When Greece's debt crisis erupted almost two years ago, prompting rating downgrades and a stock market panic, too many European officials characterized the situation as "contained" -- not dissimilar from how many U.S. officials labeled the subprime crisis back in 2007. But Greece's crisis has now deeply infected a rapidly multiplying number of sectors.
It is no longer just about the "outer peripheral" economies such as Ireland and Greece, but also the "inner peripheral" ones like Italy and Spain, the banking sector, and balance sheets at the very core of the eurozone -- and worryingly at the European Central Bank (ECB).

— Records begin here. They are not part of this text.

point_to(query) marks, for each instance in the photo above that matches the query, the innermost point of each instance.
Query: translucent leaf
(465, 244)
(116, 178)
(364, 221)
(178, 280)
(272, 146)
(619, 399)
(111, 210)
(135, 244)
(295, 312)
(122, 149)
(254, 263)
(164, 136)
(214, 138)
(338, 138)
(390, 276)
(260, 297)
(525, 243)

Interest rates on Italian government debt are at alarming levels, despite visible buying by the ECB. Banks are having difficulties convincing other private institutions to lend them money. And the ECB's balance sheet is increasingly burdened, fueling internal divisions and turning this critical institution from being part of the solution to a part of the problem.
As in the fall of 2008, virtually no country will be spared if continued policy incoherence leads -- as it inevitably will -- to a recession in Europe, dysfunctional financial markets, and bank failures. When policymakers convened at the IMF/World Bank meetings three years ago to contend with this situation, they at least had a road map of sorts: a bold bank recapitalization plan that Britain brought to the meetings and that served as a catalyst for common analysis and joint policy actions.
This year, it seems that policymakers will have no such luck. The international community lacks an effective policy coordinator. Indeed, it does not even share a common analysis of what ails the global economy. And the sense of shared responsibility has fallen victim to bickering and finger-pointing.